The EIS/EIR will consider the proposed action (i.e., the issuance of a Section 10(a)(1)(B) permit under the Act based on the proposed HCP) and a reasonable range of alternatives. A detailed description of the proposed action and alternatives will be included in the EIS/EIR. It is anticipated that several alternatives will be developed, which may vary by the level of conservation, impacts caused by the proposed activities, permit area, covered species, or a combination of these factors. Additionally, a No Action alternative will be considered. Under the No Action alternative, the Service would not issue a Section 10(a)(1)(B) permit.
The EIS/EIR will also identify potentially significant impacts on land use and planning, agricultural resources, biological resources, aesthetics, geology and soils, water resources, cultural resources, transportation and circulation, noise and vibration, air quality, public health/environmental hazards, recreation, environmental justice, socioeconomics, and other environmental issues that could occur directly or indirectly with implementation of the proposed action and alternatives.

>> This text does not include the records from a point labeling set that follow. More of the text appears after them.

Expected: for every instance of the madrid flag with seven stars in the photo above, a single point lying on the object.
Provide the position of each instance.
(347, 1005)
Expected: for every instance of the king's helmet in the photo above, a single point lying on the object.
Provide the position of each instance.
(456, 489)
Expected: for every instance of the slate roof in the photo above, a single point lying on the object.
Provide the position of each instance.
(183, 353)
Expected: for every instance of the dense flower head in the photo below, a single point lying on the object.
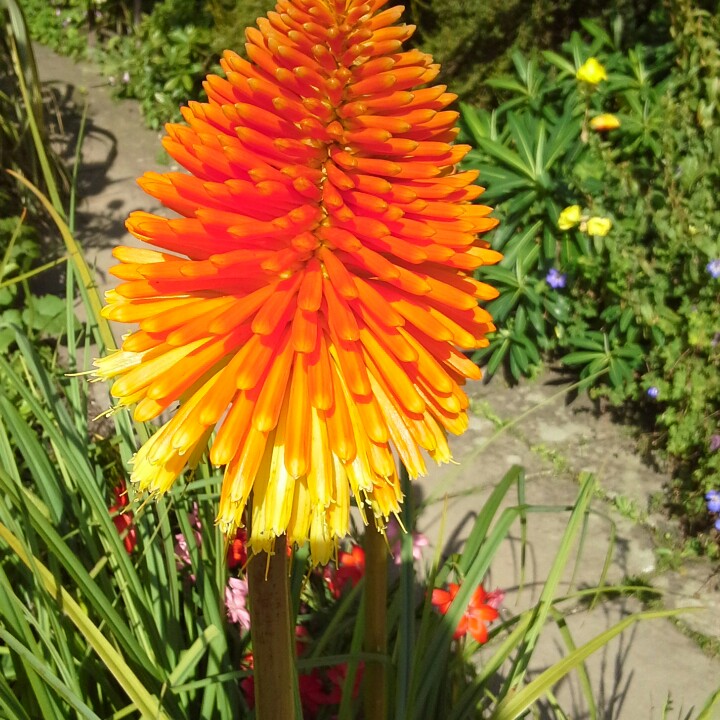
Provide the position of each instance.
(310, 304)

For all potentially significant impacts, the EIS/EIR will identify mitigation measures, where feasible, to reduce these impacts to a level below significance.

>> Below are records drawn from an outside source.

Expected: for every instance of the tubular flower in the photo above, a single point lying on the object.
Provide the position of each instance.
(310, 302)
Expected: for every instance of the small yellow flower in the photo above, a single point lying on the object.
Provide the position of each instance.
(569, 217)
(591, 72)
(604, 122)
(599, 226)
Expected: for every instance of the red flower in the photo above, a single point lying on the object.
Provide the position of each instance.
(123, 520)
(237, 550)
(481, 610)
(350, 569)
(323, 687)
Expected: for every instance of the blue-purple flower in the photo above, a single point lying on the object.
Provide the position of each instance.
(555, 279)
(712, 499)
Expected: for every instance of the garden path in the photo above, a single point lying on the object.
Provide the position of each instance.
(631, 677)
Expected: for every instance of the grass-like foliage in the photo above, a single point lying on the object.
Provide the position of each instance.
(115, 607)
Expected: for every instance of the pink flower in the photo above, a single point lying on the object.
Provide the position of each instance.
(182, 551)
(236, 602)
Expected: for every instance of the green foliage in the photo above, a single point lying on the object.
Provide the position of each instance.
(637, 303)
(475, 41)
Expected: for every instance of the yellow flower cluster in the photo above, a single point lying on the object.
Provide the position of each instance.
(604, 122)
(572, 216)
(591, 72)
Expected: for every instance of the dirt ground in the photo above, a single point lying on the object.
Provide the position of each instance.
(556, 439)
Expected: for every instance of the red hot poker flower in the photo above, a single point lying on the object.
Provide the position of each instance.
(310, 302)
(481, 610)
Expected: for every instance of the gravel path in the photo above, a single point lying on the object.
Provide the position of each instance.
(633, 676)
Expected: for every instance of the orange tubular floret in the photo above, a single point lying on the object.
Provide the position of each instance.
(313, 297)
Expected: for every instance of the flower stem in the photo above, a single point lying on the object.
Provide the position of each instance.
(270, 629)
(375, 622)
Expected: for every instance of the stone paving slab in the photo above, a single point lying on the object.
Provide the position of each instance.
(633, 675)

This notice of intent is being furnished in accordance with 40 CFR Sections 1501.2, 1501.7, 1506.6, and 1508.22 to obtain suggestions, comments, and useful information from other agencies and the public on the scope of the proposed EIS/EIR, including the significant environmental issues deserving of study, the range of actions, the range of alternatives, and the range of impacts to be considered. Written comments from interested parties are invited to ensure that all issues related to the proposed Section 10(a)(1)(B) incidental take permit application are identified. Comments will only be accepted in written form. You may submit written comments by mail, facsimile transmission, or in person (see ADDRESSES). Before including your address, phone number, e-mail address, or other personal identifying information in your comment, you should be aware that your entire comment—including your personal identifying information—may be made publicly available at any time. While you can ask us in your comment to withhold your personal identifying information from public review, we cannot guarantee that we will be able to do so.Start Signature
Dated: November 18, 2008.
Richard E. Sayers,
Acting Deputy Regional Director, California and Nevada Region, Sacramento, California.